As always, we managed to meet for a chinwag, not once but on two occasions, and discussed matters as diverse as poetry, the meaning of life, and my latest passion, baking.
Peter visits the island frequently and has written of it often, both in prose and poetical form.
He and I co-authored a collection of poems, entitled A Guernsey Double, which was published in 2010.
This photograph shows us proudly posing outside one of our local bookshops where the book was on display. How young we both looked then.
Peter is currently sporting an exquisitely-trimmed, silver beard, which gives him a faintly piratical appearance and he looks suitably bard-like as he stands gazing seawards from the rugged cliffs of Icart Point.
You’ll find a selection of Peter’s more recent work in a slim volume called The Nightwork, published by Telltale Press in 2014, but for now, check out the poem below, one of my favourites from A Guernsey Double.
THE BOY WHO FELL UPWARDS
Snatched at by a current from the dark surging sky
far from my house on my island of safety
I catch onto hedgerows, to handfuls of grass,
to the grasshopper kingdoms that might keep me among them.

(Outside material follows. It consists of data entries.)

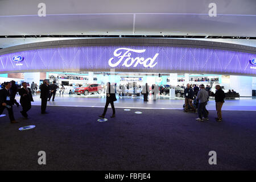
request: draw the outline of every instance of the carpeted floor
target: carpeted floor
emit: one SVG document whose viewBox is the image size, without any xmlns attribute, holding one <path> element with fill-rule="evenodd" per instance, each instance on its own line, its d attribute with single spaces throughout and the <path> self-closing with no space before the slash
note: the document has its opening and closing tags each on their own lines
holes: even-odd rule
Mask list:
<svg viewBox="0 0 256 182">
<path fill-rule="evenodd" d="M 117 109 L 110 118 L 109 108 L 109 120 L 98 122 L 103 108 L 51 106 L 41 114 L 34 106 L 27 120 L 19 110 L 19 123 L 0 118 L 1 170 L 256 169 L 256 111 L 224 111 L 217 122 L 212 111 L 200 122 L 181 110 Z M 46 165 L 38 163 L 39 151 Z M 217 165 L 208 163 L 210 151 Z"/>
</svg>

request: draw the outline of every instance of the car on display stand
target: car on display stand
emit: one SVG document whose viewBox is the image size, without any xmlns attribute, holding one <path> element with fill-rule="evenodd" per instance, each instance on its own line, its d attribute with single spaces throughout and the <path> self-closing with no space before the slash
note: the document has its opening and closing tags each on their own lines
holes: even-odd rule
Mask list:
<svg viewBox="0 0 256 182">
<path fill-rule="evenodd" d="M 77 88 L 75 90 L 75 93 L 77 95 L 84 94 L 87 96 L 90 93 L 101 94 L 102 92 L 101 85 L 97 84 L 86 84 L 82 87 Z"/>
<path fill-rule="evenodd" d="M 170 85 L 163 85 L 160 93 L 164 96 L 170 95 Z M 177 97 L 184 97 L 184 89 L 179 86 L 175 86 L 175 96 Z"/>
</svg>

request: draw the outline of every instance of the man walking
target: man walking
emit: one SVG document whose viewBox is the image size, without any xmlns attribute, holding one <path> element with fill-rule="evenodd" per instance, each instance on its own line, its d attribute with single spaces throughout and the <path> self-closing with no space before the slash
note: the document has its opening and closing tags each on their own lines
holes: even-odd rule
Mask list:
<svg viewBox="0 0 256 182">
<path fill-rule="evenodd" d="M 48 101 L 51 100 L 51 98 L 52 97 L 52 95 L 53 95 L 53 97 L 52 97 L 52 101 L 54 101 L 54 98 L 55 98 L 56 90 L 57 90 L 57 86 L 56 84 L 55 84 L 55 83 L 56 81 L 53 81 L 53 83 L 50 85 L 51 93 L 49 99 L 48 100 Z"/>
<path fill-rule="evenodd" d="M 187 88 L 184 90 L 185 95 L 185 112 L 188 111 L 188 106 L 191 108 L 193 112 L 196 112 L 196 109 L 192 105 L 192 101 L 194 97 L 194 92 L 193 89 L 190 87 L 189 84 L 187 84 Z"/>
<path fill-rule="evenodd" d="M 14 119 L 13 110 L 13 105 L 14 100 L 11 97 L 11 90 L 10 89 L 11 84 L 10 82 L 6 82 L 4 84 L 4 88 L 0 90 L 0 115 L 2 114 L 5 109 L 7 108 L 8 114 L 11 123 L 18 123 Z"/>
<path fill-rule="evenodd" d="M 215 118 L 215 119 L 218 122 L 221 122 L 222 121 L 221 108 L 222 107 L 223 104 L 224 104 L 225 102 L 224 101 L 224 98 L 225 97 L 225 93 L 224 91 L 223 91 L 221 89 L 221 88 L 220 87 L 220 85 L 217 85 L 215 86 L 215 88 L 217 90 L 216 92 L 215 92 L 214 96 L 215 96 L 215 104 L 217 115 L 217 117 Z"/>
<path fill-rule="evenodd" d="M 46 106 L 47 105 L 47 99 L 49 96 L 49 86 L 47 80 L 44 80 L 43 84 L 40 85 L 40 89 L 41 94 L 40 98 L 41 98 L 41 113 L 47 114 L 46 112 Z"/>
<path fill-rule="evenodd" d="M 19 102 L 22 106 L 22 111 L 20 113 L 26 119 L 28 119 L 27 112 L 31 109 L 31 101 L 34 102 L 32 97 L 31 90 L 27 88 L 27 84 L 26 82 L 22 83 L 23 88 L 19 90 L 19 94 L 20 96 Z"/>
<path fill-rule="evenodd" d="M 35 84 L 34 81 L 31 84 L 31 93 L 34 94 L 35 93 Z"/>
<path fill-rule="evenodd" d="M 147 97 L 148 95 L 148 90 L 149 90 L 149 87 L 147 85 L 147 83 L 146 83 L 145 85 L 144 86 L 142 93 L 143 94 L 144 97 L 144 101 L 148 102 L 148 100 L 147 100 Z"/>
<path fill-rule="evenodd" d="M 199 91 L 199 88 L 197 86 L 196 86 L 196 84 L 195 84 L 195 86 L 193 88 L 193 89 L 194 90 L 195 94 L 196 95 L 196 96 L 197 96 L 197 93 Z"/>
<path fill-rule="evenodd" d="M 199 100 L 197 109 L 199 117 L 196 120 L 200 121 L 208 121 L 209 120 L 208 114 L 205 106 L 209 99 L 209 94 L 208 92 L 205 89 L 204 84 L 201 84 L 199 86 L 201 89 L 198 92 L 197 96 L 196 96 L 196 100 Z M 202 115 L 204 116 L 204 119 L 202 118 Z"/>
<path fill-rule="evenodd" d="M 13 101 L 13 103 L 16 104 L 17 105 L 17 107 L 19 107 L 19 104 L 17 102 L 17 101 L 15 100 L 16 94 L 18 90 L 18 85 L 16 84 L 16 82 L 14 80 L 11 81 L 11 88 L 10 90 L 11 90 L 11 98 L 12 98 L 12 100 Z"/>
</svg>

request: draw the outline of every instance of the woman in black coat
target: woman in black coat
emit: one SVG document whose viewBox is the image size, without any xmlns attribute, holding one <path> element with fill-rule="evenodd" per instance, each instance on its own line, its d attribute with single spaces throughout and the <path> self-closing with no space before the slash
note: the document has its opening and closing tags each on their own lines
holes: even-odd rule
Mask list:
<svg viewBox="0 0 256 182">
<path fill-rule="evenodd" d="M 106 100 L 104 111 L 102 115 L 100 115 L 100 117 L 102 118 L 105 118 L 105 115 L 106 114 L 106 111 L 108 110 L 108 107 L 109 106 L 109 104 L 110 104 L 111 107 L 112 107 L 113 110 L 113 114 L 112 116 L 110 117 L 110 118 L 114 118 L 115 114 L 115 106 L 114 106 L 114 102 L 117 101 L 117 98 L 115 98 L 115 89 L 114 88 L 114 87 L 111 86 L 110 82 L 109 82 L 107 83 L 107 89 L 106 92 Z"/>
</svg>

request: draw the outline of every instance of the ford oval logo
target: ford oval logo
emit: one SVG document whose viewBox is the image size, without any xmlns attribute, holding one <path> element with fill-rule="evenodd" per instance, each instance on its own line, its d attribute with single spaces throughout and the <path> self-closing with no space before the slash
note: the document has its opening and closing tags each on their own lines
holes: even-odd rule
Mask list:
<svg viewBox="0 0 256 182">
<path fill-rule="evenodd" d="M 252 59 L 250 60 L 251 64 L 256 65 L 256 58 Z"/>
<path fill-rule="evenodd" d="M 20 62 L 23 60 L 23 57 L 20 55 L 13 57 L 13 60 L 15 62 Z"/>
</svg>

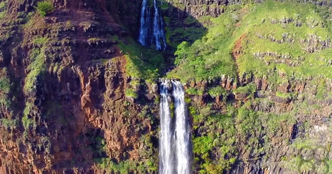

Grass roots wrench away from the anchoring soil,
their succulent wires cannot earth me forever.
The country lane lurches under my shoes,
even the stone Gran’mere by the graveyard can’t ground me.
Twisted by updrafts, I’m torn up by currents,
a splintering glider all paper and balsa:
above gorse-yellow cliffs I bank and yaw,
hollow-boned orphan, I shriek like a gull in the gale.